In a Vancouver, BC, speech that was long on economic vision and short on details -- and immediately described by political rivals as a prelude to an imminent provincial election -- Clark laid out her administration's expectations under the title of the Pacific Gateway Transportation Strategy. Aside from LNG, the outlook chiefly includes anticipated gradual expansion of road and railway service to carry a variety of commodities from potash to wheat across BC for industries in the other western Canadian provinces.

"Asia is right at our doorstep -- our ports are closer than anywhere else in North America," proclaimed a widely distributed text of Clark's address. "Our government is making sure we can get our goods to market as efficiently and quickly as possible."

Rather than commitments of taxpayers' money to big government public works programs, the Pacific Gateway strategy consists mainly of supporting industry plans. The biggest developments currently on BC's horizon focus on the northern Pacific coast port at Kitimat.

Industry projects for the area to date include two planned LNG export terminals that obtained export licenses this winter from the National Energy Board (NEB), an allied gas pipeline project, and the Northern Gateway oil sands export pipeline proposal.

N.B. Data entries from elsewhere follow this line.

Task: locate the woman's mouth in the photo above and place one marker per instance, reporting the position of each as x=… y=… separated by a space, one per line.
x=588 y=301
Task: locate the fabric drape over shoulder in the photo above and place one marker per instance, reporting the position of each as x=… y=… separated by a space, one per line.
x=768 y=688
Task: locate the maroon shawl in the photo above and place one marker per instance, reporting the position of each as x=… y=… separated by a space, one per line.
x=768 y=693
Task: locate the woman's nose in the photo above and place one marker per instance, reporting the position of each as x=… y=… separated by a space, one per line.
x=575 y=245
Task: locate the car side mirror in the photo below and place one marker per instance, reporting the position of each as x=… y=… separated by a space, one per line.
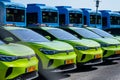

Clark maintained her government's neutrality on Northern Gateway, which is in the midst of marathon hearings before the NEB that have become a political hot potato with BC Aboriginal and environmental groups forming long lineups to fight the industry.

The LNG projects and supporting gas pipeline have contended with some opposition from environmental groups but are far less contentious because they are being mounted in partnership with the Kitimat native community, Haisla First Nation.

The group's interests in gas include a terminal lease agreement with the KM LNG project planned by Apache Corp., EOG Resources and Encana Corp. (see NGI, Feb. 13), a Haisla partnership with a Texas gas trading house on a second and smaller terminal project, and a participation agreement with the pipeline development. The LNG terminals and the pipeline already obtained provincial and federal environmental approvals.

Numerous other companies from BP plc to Royal Dutch Shell plc have tentatively raised possibilities of developing more LNG export projects as natural marketing outlets for their interests in BC's northern shale gas development zone, the Horn River Basin.

At the same time as Clark outlined her government's ambitious vision, the provincial justice department went to bat for gas producers before the NEB. In a written filing, BC's lawyers sided with the Alberta Department of Energy, Canadian Association of Petroleum Producers and Small Explorers and Producers and Explorers Association of Canada against toll hikes proposed by TransCanada Corp. for its Nova gas grid (see NGI, Jan. 9).

The Nova network has since 2008 expanded beyond its birthplace Alberta into BC as a cornerstone of Horn River shale gas development. TransCanada's hotly contested blueprint for a business restructuring to reduce tolls on its eastbound Mainline to Ontario, Quebec and the United States includes redefining the Nova web to include BC and Saskatchewan as well as Manitoba. Mainline costs would be rolled into Nova shipping rates (see NGI, March 26).

In an NEB filing, BC says TransCanada's plan -- the Alberta System Extension -- should be shelved without receiving so much as a trial run. "It has, in the province's view, a chilling effect on the market for western gas, particularly for gas produced in northeast British Columbia," the BC government's lawyers say.

"Under TransCanada's proposal natural gas produced in the Horn River Basin and transported on the Alberta system would be charged for having ability to access eastern markets even if there is no need or intent to use that ability. Thus western producers will bear excessive costs that may equate to reductions in investments in British Columbia," the provincial government's attorneys predict.